Choose how to handle speech (preview)

[This article is prerelease documentation and is subject to change.]

After you choose conversation control, voice agents need to make another decision: speech architecture.

Important

  • This is a preview feature.
  • Preview features aren’t meant for production use and might have restricted functionality. These features are subject to supplemental terms of use, and are available before an official release so that customers can get early access and provide feedback.

Pattern 1: Basic voice mode

Speech > Text > NLU/NLU+ > Classic orchestration > Speech

In this pattern, the caller's speech is transcribed first, then Copilot Studio dialog flows process the text. Finally, the text is converted back to speech.

Use this pattern when

  • You're using a fully classic, deterministic flow.

  • Cost minimization is critical.

  • You need a custom or neural voice.

  • You need fine-grained control over speech recognition.

  • You're working with DTMF-heavy flows.

Tradeoffs

  • Works with classic orchestration only.

  • Can't support hybrid or generative orchestration.

  • Supporting multilingual and mixed-language input takes more work. It requires language detection, language-specific prompts and grammar, Speech-to-Text (STT) locale setup, and fallback handling.

Important

Basic voice mode isn't just a "voice model choice." It fundamentally constrains orchestration.

Pattern 2: Streaming mode

Speech > AI model > Speech

A voice architecture in which a single language model processes audio end-to-end and natively handles audio input and output. There's no separate STT or Text-to-Speech (TTS) step. The model receives the caller's audio stream directly and returns a synthesized audio response in real time.

This architecture uses a tightly integrated, real-time model pipeline to deliver ultra-low latency, natural conversation flow, and simpler deployment. This approach works best when speed and natural conversation are top priorities, such as high-volume customer interactions in well-supported languages and regions. This approach has a limited number of available voices and limited customization options.

Key benefit: Ultra-low latency, natural conversational turn-taking.

Use this pattern when

  • Conversational naturalness and enhanced prosody are a top priority.

  • The business wants a premium conversational experience.

  • Superior handling of multilingual and mixed‑language input is required, including seamless language switching.

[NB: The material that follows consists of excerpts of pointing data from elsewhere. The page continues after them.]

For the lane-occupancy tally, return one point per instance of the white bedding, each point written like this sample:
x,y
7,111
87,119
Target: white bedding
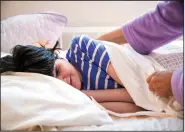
x,y
134,124
119,124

  • Contextual understanding matters (tone, intent, and conversational nuance), reducing reliance on explicit translation layers.

  • Low-latency, real-time responsiveness is essential to the experience.

  • The team is ready to invest in testing, tuning, evaluation, and guardrails.

Tradeoffs

  • Fewer customization points.

  • Limited voice options.

  • Strong dependency on prompt quality.

  • Pricing and model choice matter more.

  • The real-time speech model limits reasoning depth. It also gives you less flexibility to use higher-capacity text language model orchestration or specialized agents for complex reasoning.

  • Reasoning depth with the real-time speech model is relatively lower than with text language model orchestration, as the latter gives you the flexibility to use the strongest model available when needed.